I believe this study gives us a starting point in several critical directions. The first is the model’s likely applicability to other chronic illnesses of childhood, such as eczema, inflammatory bowel disease, and sickle cell disease. Recognizing the impact of family chaos and lack of routines on parental ability to monitor health and give medications reliably is essential to developing mitigating solutions.

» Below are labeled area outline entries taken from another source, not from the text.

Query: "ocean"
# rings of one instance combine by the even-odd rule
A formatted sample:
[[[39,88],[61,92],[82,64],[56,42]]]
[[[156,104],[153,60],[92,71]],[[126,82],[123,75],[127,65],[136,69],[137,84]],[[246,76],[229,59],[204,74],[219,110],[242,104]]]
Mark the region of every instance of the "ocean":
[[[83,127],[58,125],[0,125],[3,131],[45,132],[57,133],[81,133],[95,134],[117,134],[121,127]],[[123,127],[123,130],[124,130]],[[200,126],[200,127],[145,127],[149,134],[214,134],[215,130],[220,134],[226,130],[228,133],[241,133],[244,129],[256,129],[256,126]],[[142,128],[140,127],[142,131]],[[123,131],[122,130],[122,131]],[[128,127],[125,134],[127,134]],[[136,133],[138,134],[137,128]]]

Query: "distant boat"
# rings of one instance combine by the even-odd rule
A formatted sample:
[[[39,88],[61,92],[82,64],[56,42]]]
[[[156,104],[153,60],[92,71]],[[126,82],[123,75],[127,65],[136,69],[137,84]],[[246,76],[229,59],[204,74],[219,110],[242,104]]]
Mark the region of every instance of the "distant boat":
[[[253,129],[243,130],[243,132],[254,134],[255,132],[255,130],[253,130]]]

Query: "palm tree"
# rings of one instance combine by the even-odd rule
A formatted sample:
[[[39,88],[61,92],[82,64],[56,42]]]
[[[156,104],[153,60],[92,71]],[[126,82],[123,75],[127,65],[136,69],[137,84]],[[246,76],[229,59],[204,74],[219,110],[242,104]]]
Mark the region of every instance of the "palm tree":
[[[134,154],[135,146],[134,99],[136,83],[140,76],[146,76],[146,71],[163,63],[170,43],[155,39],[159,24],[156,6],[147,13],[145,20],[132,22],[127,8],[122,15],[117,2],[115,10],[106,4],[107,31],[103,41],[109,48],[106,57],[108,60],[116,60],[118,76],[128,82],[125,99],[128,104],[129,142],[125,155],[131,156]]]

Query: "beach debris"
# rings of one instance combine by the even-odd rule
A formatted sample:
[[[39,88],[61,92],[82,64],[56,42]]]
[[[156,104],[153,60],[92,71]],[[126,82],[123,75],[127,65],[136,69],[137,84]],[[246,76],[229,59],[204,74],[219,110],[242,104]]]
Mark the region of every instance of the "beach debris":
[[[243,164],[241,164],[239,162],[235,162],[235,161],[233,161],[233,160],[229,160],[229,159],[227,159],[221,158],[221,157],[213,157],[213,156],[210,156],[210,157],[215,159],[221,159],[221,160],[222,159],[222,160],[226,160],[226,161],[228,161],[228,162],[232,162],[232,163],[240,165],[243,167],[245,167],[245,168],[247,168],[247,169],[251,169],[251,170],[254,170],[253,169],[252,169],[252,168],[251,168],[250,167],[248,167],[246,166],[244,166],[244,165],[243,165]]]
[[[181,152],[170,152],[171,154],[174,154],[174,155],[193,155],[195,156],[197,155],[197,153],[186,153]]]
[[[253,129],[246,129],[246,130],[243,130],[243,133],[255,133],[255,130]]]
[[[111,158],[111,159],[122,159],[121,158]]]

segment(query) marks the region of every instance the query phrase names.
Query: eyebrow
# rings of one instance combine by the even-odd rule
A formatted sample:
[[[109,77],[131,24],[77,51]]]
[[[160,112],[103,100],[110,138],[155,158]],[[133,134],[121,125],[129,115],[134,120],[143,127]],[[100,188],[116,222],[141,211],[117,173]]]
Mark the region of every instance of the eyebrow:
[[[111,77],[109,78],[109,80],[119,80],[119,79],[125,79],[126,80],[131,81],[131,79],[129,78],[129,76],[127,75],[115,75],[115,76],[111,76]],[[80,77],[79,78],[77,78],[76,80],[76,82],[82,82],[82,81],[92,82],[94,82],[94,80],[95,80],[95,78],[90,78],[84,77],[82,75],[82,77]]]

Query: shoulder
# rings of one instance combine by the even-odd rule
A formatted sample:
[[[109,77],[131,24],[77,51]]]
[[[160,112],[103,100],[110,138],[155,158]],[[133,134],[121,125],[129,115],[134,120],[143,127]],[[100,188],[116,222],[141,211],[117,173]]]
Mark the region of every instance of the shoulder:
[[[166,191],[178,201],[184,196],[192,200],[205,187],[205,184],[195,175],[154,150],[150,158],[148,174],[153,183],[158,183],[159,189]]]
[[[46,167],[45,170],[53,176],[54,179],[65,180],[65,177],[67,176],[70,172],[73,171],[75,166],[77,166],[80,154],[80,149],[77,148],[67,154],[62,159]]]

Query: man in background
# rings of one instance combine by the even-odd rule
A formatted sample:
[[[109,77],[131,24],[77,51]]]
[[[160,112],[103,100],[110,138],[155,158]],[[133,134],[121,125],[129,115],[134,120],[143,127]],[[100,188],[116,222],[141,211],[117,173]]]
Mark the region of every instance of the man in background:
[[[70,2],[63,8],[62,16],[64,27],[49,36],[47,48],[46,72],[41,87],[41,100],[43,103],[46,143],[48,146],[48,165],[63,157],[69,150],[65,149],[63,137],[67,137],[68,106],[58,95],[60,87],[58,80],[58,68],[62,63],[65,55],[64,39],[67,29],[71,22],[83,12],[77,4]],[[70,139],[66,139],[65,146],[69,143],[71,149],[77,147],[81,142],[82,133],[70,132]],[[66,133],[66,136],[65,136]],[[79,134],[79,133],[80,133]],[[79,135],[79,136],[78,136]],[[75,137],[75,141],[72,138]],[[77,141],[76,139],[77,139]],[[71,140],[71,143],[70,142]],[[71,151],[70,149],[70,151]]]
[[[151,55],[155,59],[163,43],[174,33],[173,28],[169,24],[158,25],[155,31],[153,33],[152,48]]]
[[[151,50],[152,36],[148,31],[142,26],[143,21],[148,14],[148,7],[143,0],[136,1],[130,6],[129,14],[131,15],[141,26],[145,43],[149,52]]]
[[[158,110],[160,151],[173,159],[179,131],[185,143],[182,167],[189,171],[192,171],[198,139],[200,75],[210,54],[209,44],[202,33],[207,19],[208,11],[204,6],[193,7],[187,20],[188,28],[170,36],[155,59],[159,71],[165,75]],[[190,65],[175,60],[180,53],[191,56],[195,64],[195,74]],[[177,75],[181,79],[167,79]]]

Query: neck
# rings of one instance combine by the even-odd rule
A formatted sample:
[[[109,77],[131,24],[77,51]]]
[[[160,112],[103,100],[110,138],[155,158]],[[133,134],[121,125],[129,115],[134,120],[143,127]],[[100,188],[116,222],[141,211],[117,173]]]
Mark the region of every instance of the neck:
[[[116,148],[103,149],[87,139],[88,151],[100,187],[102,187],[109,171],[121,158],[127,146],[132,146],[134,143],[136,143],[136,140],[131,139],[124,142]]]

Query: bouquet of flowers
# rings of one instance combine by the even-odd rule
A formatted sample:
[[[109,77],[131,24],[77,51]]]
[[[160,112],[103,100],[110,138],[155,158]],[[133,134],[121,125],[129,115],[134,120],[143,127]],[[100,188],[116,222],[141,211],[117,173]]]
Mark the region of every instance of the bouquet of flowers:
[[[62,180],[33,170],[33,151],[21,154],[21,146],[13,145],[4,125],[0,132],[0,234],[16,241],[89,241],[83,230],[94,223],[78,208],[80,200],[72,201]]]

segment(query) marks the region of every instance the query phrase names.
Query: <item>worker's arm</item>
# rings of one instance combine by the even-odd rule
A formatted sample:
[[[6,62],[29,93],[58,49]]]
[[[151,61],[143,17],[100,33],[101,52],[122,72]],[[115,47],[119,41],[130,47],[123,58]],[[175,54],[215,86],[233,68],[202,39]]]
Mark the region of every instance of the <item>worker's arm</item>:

Even though the studied population included primarily Hispanic youth with parents of low educational attainment, and the studied illness was asthma, the study results seem to me very generalizable to other populations and conditions.
The second opportunity here is for research that translates the key findings into treatment interventions: these range from overarching approaches to incremental behavioral changes. If access to parental mental health care can impact that parent’s ability to provide needed medical treatment for their children, then this is an arena ripe for advocacy. As another example, permitting school personnel to supervise or administer a morning (and possibly afternoon) medication dose is a specific and concrete step that may enable compliance with daily medications. Clinicians are already developing pragmatic solutions such as this, but integrating multiple small interventions into one “chaos-control” wellness approach may be supported by the findings of this excellent and game-changing study.